In diesem toxischen Umfeld können palliative Maßnahmen nicht mit maximalistischer Arroganz unter dem Motto „Revolution oder Tod“ abgetan werden. Auch die in Spanien vorgeschlagene Arbeitsgegenreform tendiert dazu, die Arbeitnehmer gegen neoliberale Schikanen zu stärken. Aber Themen aus dem „Bereich der Bedürfnisse“ gehen weit über die strategielose Agenda von Dardot/Laval hinaus.

Den Koryphäen des „Gemeinsamen“ fehlt die Aufmerksamkeit für den Übergang der Werte der Solidarität und Zusammenarbeit von der abstrakten zur konkreten Ebene, was die Vermittlung sozialer Bewegungen, Gemeinschaftsorganisationen, Berufsverbände, Gewerkschaften, kurz: Zivil, erfordert Gesellschaft und fortschrittlicher Parteien. Bei der Definition des Themas der Transformationen stößt die Theorie über den subversiven Rahmen des Gemeinsamen auf die Steine ​​des Prinzipalismus. Wenn eine „neue Internationale“ in Erinnerung bleibt en passant, die Neuerfindung des Weltsozialforums (WSF) wird nicht ventiliert – so dass es neben einem interkontinentalen Erfahrungsaustausch den Willen zum Ausdruck bringt, eine aktive Plattform für die Artikulation des Gewissens auf planetarischer Ebene zu werden.

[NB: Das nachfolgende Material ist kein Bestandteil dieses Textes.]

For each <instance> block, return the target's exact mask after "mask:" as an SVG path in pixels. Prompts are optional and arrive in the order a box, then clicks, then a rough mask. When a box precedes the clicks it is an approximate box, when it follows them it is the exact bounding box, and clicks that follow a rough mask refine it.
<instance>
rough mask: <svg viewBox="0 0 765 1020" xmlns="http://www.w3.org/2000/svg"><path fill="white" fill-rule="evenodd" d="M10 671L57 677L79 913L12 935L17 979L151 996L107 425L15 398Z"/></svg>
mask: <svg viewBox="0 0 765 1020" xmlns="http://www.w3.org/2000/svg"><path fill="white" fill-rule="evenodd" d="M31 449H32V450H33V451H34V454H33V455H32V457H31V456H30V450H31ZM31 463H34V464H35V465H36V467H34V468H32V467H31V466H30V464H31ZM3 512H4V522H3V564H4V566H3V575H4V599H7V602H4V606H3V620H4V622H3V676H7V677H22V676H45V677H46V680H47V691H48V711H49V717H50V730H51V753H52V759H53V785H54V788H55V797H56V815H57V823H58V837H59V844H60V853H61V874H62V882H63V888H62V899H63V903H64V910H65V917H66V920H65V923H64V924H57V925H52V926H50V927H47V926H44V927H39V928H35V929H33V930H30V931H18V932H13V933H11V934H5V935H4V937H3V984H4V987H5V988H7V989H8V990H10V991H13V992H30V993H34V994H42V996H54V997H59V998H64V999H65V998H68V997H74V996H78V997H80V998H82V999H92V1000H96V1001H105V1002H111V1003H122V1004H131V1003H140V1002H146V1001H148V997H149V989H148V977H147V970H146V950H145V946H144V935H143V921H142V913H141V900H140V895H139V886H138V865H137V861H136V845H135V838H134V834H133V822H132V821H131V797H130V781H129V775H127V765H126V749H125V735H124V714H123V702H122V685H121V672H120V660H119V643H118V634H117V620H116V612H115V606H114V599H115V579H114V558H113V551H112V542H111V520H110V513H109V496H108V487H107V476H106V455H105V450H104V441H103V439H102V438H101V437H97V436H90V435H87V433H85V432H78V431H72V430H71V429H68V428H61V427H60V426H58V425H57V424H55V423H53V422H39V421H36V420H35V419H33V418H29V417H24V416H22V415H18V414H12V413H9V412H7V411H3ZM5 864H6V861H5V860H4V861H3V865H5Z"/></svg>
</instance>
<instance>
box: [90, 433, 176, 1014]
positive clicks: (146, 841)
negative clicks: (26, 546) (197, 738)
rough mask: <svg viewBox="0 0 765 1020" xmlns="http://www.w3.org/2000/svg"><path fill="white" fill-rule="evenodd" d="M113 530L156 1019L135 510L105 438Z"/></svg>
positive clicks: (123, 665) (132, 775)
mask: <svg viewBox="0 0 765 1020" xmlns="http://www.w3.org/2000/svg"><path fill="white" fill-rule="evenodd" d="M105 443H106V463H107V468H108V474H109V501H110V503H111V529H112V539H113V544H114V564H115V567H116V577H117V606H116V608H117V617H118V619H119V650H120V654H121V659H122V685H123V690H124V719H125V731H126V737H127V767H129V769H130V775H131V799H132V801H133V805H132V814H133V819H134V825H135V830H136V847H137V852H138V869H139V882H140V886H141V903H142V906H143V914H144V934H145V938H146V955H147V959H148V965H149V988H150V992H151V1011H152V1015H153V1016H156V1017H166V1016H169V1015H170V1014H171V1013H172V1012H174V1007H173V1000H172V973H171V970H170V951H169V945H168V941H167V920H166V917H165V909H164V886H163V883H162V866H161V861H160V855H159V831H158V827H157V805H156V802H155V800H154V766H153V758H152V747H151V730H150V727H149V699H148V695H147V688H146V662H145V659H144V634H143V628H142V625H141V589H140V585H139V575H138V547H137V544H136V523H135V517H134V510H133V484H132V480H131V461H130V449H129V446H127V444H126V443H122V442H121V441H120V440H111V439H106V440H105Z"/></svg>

Wir müssen die leninistische Organisationsfrage ernst nehmen, wie es Gabriel Boric im Wahlkampf in Chile getan hat und Lula da Silva beabsichtigt, im laufenden Jahr im Präsidentschaftswahlkampf „Volkskampfkomitees“ im Land vorzuschlagen. Komitees, die als „Kampfkomitees“ und nicht nur mit „Wahlzielen“ gegründet werden, müssen aufrechterhalten und ermutigt werden, sich in Schützengräben zur Diskussion und Mobilisierung in den Peripherien zu konstituieren, um die von der fortschrittlichen Regierung vertretenen Veränderungen unter wirksamer Beteiligung der Bevölkerung sicherzustellen .

Das Dilemma besteht nicht darin, sich a priori für Februar oder Oktober zu entscheiden. Sondern bei der Organisation von Zusammenstößen, die nicht mit der Stimmabgabe an der Wahlurne enden, im symbolischen Monat Ventura in Sicht, gegen Bolsonarismus und Neoliberalismus. Immer mit mehr Demokratie und nie weniger. Um nicht zu sagen, dass es hier nicht um Blumen geht: Ausgestattet mit einem Übergangsprogramm.

* Luiz Marques ist Professor für Politikwissenschaft an der UFRGS. Während der Regierung von Olívio Dutra war er Staatssekretär für Kultur in Rio Grande do Sul.